My girlfriend comes from an abusive mother who psychologically makes her feel inferior. During our relationship, the mother kicked her out, and she came to live with me. One month later, the mother came around pretending nothing ever happened.
I refused to accept her in my life because of the way she treats her daughter. My girlfriend asked me to be forgiving but my pride made me refuse. We argued and she went back to her mother's house.
It's been almost a month and she hasn't answered my calls and is completely ignoring me. What should I do?
Too Proud
You forced your girlfriend to choose, and she showed you SHE wasn't ready to exclude her mother from her life. If you want to get together as partners again, you have to accept that there will be a relationship between those two.
She may one day blow up and cut off ties with her mother, but again, she'll still have the right to renew them. That connection is theirs, not yours to fix or sever.
Apologize to her, and to her mother too. Say that you love her and tried to be her protector - which her mom should understand - but you misjudged the strength of their bond. (It may even be co-dependency, but that's for your girlfriend to work out, with counseling as the best route).
However, if your girlfriend and you decide to live together again, you both should set some agreed boundaries regarding her mom's involvement in your life as a couple, e.g. how often she calls, and when she visits, etc.
I'm mid-20s, have had one long-term relationship, and a few shorter/non-serious relationships in the past. Last winter, I ended the long relationship because I had lost respect for myself for putting up with a bad situation.
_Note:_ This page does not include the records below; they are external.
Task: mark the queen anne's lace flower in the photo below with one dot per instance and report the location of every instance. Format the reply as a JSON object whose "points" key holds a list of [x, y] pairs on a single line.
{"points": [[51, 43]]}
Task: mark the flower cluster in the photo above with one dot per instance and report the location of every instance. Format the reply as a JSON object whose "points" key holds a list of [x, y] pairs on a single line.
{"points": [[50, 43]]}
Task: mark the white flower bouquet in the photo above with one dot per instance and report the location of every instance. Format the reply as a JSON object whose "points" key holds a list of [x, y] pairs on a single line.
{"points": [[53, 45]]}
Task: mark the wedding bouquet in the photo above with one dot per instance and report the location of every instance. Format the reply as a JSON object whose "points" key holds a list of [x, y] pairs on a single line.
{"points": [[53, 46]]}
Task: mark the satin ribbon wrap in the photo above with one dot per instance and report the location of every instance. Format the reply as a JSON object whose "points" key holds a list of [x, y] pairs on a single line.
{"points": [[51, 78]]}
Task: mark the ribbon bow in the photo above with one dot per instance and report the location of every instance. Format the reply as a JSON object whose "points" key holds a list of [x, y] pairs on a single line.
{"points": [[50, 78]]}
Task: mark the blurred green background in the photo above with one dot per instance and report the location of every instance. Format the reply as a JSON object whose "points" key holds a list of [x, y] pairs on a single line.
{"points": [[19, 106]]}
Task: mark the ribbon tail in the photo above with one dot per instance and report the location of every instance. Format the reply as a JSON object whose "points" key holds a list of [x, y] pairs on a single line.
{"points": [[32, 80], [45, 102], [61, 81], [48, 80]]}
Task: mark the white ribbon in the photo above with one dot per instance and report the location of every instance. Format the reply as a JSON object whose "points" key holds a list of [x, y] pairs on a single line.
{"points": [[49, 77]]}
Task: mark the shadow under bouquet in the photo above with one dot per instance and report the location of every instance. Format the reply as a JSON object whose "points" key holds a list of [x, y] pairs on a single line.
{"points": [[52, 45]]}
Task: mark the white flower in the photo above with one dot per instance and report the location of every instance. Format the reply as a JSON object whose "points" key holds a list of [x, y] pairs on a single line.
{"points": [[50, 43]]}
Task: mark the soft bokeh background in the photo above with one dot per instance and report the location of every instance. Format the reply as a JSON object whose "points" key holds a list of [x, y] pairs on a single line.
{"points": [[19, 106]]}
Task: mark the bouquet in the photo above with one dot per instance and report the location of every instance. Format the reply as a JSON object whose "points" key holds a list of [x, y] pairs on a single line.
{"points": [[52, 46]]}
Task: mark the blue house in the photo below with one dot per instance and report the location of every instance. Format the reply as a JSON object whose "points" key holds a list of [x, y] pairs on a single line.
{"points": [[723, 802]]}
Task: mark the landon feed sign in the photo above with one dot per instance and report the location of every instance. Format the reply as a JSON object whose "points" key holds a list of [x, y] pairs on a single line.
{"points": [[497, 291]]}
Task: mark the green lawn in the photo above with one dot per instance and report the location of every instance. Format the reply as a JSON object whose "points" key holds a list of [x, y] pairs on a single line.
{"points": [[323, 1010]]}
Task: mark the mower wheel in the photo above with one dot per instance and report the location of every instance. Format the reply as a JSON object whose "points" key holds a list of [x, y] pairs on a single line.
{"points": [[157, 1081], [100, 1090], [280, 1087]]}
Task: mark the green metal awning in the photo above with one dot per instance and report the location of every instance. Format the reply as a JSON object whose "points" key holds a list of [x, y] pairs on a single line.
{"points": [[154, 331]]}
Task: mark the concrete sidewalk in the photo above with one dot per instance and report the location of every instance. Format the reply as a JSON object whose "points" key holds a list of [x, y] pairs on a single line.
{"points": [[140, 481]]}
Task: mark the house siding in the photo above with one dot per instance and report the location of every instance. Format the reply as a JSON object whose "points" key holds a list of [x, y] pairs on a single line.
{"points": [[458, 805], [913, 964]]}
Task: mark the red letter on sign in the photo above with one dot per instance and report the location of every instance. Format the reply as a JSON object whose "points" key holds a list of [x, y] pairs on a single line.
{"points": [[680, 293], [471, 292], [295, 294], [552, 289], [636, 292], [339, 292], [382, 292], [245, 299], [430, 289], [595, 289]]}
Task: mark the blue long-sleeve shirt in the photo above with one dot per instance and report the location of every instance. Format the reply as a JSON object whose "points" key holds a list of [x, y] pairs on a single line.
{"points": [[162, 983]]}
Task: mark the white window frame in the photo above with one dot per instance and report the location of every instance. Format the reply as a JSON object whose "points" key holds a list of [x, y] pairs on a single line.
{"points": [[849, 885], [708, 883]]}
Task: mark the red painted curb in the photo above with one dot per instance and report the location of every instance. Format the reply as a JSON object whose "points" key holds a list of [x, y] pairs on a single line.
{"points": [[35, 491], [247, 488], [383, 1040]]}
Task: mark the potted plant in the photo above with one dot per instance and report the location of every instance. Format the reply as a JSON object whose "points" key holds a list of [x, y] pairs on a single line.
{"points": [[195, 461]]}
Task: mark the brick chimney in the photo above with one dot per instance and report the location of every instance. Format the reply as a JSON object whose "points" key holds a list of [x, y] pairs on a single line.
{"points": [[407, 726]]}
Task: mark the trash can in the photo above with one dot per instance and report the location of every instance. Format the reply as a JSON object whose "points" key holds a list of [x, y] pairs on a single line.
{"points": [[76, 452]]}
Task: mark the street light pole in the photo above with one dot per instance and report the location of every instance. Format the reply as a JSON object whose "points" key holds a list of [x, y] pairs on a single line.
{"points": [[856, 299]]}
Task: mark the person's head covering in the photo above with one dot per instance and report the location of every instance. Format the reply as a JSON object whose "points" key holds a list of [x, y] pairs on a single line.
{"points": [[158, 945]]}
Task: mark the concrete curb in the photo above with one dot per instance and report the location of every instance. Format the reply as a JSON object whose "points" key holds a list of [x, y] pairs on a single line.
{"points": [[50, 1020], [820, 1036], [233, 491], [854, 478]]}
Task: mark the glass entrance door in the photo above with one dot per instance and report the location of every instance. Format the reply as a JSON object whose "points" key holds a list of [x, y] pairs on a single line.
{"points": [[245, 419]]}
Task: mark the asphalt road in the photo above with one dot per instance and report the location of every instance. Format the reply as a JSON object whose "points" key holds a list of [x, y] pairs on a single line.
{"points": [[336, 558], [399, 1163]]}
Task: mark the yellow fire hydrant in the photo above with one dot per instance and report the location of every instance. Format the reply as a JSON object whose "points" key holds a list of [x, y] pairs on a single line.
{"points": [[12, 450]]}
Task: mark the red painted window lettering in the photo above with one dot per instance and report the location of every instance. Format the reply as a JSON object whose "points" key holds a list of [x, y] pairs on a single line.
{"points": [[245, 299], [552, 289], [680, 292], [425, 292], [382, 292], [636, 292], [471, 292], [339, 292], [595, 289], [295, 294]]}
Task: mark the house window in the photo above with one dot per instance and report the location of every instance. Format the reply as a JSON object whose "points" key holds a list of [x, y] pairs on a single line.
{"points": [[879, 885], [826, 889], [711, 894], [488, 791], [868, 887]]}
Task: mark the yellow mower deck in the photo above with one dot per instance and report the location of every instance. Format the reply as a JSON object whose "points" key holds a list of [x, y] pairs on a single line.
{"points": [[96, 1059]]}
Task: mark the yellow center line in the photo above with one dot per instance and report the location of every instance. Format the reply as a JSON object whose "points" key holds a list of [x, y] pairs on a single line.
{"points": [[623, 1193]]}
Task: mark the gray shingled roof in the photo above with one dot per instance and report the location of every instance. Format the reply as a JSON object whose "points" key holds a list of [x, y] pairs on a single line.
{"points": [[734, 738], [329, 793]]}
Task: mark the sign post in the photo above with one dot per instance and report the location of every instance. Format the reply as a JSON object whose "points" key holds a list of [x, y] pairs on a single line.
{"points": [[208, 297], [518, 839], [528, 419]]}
Recently, an old friend and I started seeing each other, first as friends only. Several weeks later, he expressed deeper feelings, which he says he's had for a long time.
I said I wasn't ready for a new relationship, and though I like him, I want be sure I'm not rebounding.
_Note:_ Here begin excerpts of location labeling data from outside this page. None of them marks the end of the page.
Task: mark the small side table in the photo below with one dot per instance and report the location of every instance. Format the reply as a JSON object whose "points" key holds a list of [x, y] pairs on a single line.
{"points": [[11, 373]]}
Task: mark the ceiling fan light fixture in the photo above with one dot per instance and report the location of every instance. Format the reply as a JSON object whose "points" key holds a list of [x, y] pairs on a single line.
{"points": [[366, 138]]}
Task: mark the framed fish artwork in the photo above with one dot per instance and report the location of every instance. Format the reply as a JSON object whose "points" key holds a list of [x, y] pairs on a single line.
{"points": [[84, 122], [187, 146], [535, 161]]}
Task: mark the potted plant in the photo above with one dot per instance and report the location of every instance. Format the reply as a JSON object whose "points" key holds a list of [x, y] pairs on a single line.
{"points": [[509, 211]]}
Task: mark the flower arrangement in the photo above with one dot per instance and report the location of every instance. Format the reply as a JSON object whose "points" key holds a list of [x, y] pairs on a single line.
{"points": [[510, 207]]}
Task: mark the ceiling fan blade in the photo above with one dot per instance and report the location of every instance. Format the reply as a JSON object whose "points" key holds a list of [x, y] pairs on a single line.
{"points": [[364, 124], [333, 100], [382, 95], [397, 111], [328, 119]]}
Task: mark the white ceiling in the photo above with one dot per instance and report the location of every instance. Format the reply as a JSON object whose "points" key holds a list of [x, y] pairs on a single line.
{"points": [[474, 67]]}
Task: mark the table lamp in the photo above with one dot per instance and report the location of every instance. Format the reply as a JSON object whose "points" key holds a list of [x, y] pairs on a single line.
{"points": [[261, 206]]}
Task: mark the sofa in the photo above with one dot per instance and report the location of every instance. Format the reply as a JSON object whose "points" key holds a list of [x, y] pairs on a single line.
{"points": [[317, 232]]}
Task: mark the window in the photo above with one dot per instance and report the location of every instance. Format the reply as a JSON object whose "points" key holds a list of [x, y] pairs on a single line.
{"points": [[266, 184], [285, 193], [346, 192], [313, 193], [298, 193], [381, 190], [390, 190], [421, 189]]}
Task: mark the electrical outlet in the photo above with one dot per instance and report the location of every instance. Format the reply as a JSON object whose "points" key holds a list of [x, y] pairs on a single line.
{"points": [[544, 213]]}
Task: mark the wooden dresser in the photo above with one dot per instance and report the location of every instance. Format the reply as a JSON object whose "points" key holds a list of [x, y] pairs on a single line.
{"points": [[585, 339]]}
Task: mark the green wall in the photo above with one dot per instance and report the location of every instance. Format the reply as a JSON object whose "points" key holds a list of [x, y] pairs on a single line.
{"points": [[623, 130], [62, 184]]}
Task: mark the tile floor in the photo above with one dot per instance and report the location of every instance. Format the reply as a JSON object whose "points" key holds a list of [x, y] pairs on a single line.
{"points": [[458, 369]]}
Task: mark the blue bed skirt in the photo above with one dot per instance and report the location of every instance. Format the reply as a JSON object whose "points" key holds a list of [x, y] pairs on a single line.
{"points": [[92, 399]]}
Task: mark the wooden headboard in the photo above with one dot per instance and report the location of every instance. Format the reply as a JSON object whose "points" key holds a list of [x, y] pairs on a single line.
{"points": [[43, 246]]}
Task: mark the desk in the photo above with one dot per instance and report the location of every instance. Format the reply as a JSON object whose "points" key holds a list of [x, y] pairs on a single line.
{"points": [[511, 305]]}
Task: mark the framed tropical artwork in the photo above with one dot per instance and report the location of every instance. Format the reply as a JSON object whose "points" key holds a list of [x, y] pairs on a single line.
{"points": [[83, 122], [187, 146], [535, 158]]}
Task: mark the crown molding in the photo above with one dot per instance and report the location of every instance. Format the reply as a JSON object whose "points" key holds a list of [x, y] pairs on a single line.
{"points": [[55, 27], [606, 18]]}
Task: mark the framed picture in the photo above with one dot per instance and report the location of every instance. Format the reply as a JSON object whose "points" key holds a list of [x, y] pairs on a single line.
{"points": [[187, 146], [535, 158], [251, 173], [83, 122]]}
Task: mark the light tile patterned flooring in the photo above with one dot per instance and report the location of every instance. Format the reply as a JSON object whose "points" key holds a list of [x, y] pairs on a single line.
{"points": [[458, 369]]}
He said that he'd wait for me. After I returned from a vacation with my girlfriends, he asked me to be his girlfriend. I agreed, but asked to take it slowly.
He's told me he loves me. I'm attracted to him and have "love" for him on some level. But something still seems to be missing. I realize that I'm holding myself back. Do I just need time to heal and get over my self-doubt?
Not Head over Heels
This may be your transitional relationship, or he's not The One, or you agreed to be his girlfriend too soon, or you're still emotionally cold... or, whatever. When there are so many possible reasons for self-doubt, you don't just dismiss those thoughts, and you also don't pick an answer out of a hat.
You can keep dating the guy but be honest - you're not "in love" the way he is, though you care about him, are attracted to him, appreciate how he is with you, etc., etc.
If on that basis he's open to keep dating, fine, but don't get pushed to a next stage unless your feelings deepen.
If nothing changes in a few months, take a break... for both your sakes. You'll know after time on your own if you miss him (and not just miss having someone around catering to you).
I'm 16, my brother's 15, but he acts really different. He treats others like they're his slaves, he calls them stupid and stuff like that. I don't know how to tell him not to do that because every time I try to talk to him, he says I'm stupid and don't know what I'm talking about. I'm tired of being treated like this.
Upset
Talk to your parents. Explain that you want your brother to be liked and not treat people badly, which will get him disliked and rejected instead.
This is not "ratting" on him; rather you're showing concern for him to have friends and to also have a bond with you.
He sounds unsure of himself, using pushiness as though he doubts others will listen to him otherwise. Your parents may consider counseling (for him and the family) to help him gain the confidence to be an equal among others.
Tip of the day:
Don't try to "fix" a partner's relationships with parents or siblings, unless specifically asked to intervene.